Most religion doesn’t look nearly as useful as non-coding DNA even before it turned out to be epigenetically active. Much is harmless piddle, which is still better than the flamingly stupid fear all religions are capable of fomenting at the most unhelpful times. Still, at the core of every faith that has lasted for more than a couple generations are rituals, songs, practices, norms and celebrations that enourage the wonder of love alive again. The survival of the species does not depend on preaching, thank god. But everywhere you look in humanity, you’ll find spirit. We should pay much closer attention to how it works for birth, growth and thriving of the Whole.
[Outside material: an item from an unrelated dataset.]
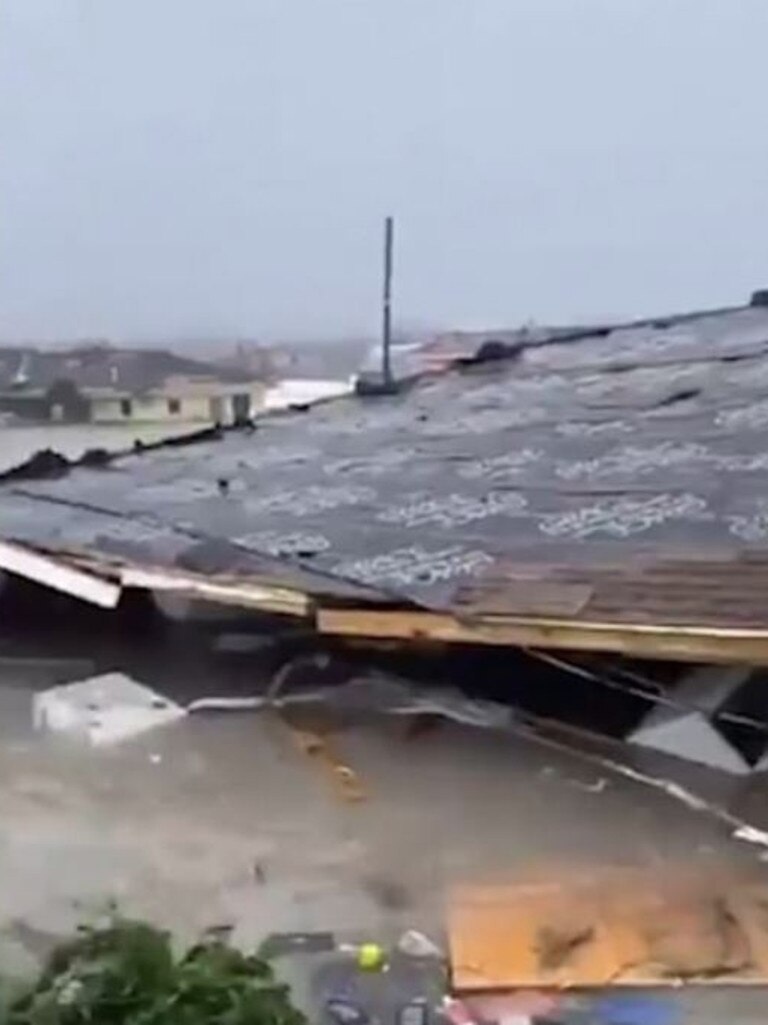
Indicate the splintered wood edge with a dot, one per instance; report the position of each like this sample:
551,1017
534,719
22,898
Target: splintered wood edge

Quit staring at the the pulpit where it is mostly still men acting like boys. Look to the womens’ groups that replicate life and healing practices generation after generation. They do –and could do more– organizing themselves around the social structures of faith. (This is how I see Parish, or Faith Community, Nurses, not as a kind of extention of the hospital.) Think of the pulpits as the coding DNA and the women’s groups as the 92% around it –the epi-faith that governs the expression of the formal codes. And be thankful that the predictable gender patterns are changing–more women in the pulpits, more men giving care: better codes, more care. Maybe just in time, too.
This is from the back of the church Rev. Renate Cochrane pastors in Gottenfingen where I spent a couple days after the Frankfurt Forum. The church has gathered on exactly that spot since 1513, so they should know something. Four hundred and fifty people now live around the church and know its care. Like the mothers’ epigenetic affect it is not one thing, communion or the sermon, but the whole thing across the whole life and the generations.
What if those of us of faith and in positions to influence its expression and practice took our role as seriously as any pregnant woman does naturally? What if felt that our work was crucial to the expression of wisdom the cultural DNA makes possible?